Chavez's assuaging words - "don't be sad," he told supporters - didn't stop Nelly Hernandez, a 37-year-old street vendor, from crying as she wandered outside the presidential palace early Monday amid broken beer bottles as government workers took apart a stage mounted earlier for a victory fete.
"It's difficult to accept this, but Chavez has not abandoned us, he'll still be there for us," she said between sobs.
A close ally of Cuba's Fidel Castro, Chavez has redistributed more oil wealth than past Venezuelan leaders, and has also aided Latin American allies including Bolivia, Ecuador and Nicaragua that have followed Venezuela's turn to the left.
"He is a man who feels for the people, a man who has suffered, a man who comes from below," Carlos Orlando Vega, a 47-year-old carpenter's assistant, said outside a polling station in a Caracas slum on Sunday.
Vega is among tens of thousands of Venezuelans who, under Chavez, have new government-provided homes.
Chavez urged calm and restraint after his Sunday setback.
"I wouldn't have wanted that Pyrrhic victory," he said, suggesting a small margin wouldn't have been enough of a mandate.
Tensions surged in the weeks ahead of Sunday's vote, with university students leading protests and occasionally clashing with police and Chavista groups.
Chavez had warned opponents against inciting violence before the vote, and threatened to cut off oil exports to the United States if the Bush administration interfered.
Chavez, 53, also suffered some high-profile defections by political allies, including former defense minister Gen.
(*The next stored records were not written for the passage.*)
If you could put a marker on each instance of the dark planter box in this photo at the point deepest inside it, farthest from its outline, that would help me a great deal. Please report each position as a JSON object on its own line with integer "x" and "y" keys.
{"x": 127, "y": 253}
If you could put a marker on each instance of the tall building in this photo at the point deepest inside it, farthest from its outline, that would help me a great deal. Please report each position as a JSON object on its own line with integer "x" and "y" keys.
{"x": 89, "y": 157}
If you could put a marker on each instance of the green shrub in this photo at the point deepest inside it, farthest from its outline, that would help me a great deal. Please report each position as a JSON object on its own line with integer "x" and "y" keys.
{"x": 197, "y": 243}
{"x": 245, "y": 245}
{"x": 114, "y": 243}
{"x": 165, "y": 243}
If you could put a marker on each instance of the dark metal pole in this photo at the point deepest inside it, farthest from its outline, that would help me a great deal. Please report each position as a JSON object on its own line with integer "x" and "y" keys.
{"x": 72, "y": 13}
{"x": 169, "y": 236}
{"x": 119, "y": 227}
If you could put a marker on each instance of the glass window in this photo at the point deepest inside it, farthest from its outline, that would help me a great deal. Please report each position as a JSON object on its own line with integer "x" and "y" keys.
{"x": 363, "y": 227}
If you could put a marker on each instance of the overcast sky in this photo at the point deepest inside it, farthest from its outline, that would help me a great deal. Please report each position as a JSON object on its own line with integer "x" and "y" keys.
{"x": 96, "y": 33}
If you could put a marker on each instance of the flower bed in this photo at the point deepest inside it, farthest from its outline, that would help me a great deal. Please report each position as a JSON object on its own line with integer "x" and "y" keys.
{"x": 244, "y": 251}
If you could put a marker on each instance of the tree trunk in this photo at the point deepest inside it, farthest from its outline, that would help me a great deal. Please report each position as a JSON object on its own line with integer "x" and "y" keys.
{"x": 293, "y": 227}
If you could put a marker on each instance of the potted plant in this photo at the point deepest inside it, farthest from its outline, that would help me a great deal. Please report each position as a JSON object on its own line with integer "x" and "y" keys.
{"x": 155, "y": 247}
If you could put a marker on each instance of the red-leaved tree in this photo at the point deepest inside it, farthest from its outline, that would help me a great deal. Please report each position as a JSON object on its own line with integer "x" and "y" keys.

Raul Baduel.
Early Monday, Baduel reminded fellow Venezuelans that Chavez still wields special decree powers thanks to a pliant National Assembly packed with his supporters.
"These results can't be recognized as a victory," Baduel told reporters,
Baduel, who as defense minister helped Chavez turn back the 2002 putsch, said Venezuela can only be properly united by convening a popularly elected assembly to rewrite its constitution.
Chavez has progressively steamrollered a fractured opposition since he was first elected in 1998, and his allies now control most elected posts.
All was reported calm during Sunday's voting but 45 people were detained, most for committing ballot-related crimes like "destroying electoral materials," said Gen. Jesus Gonzalez, chief of a military command overseeing security.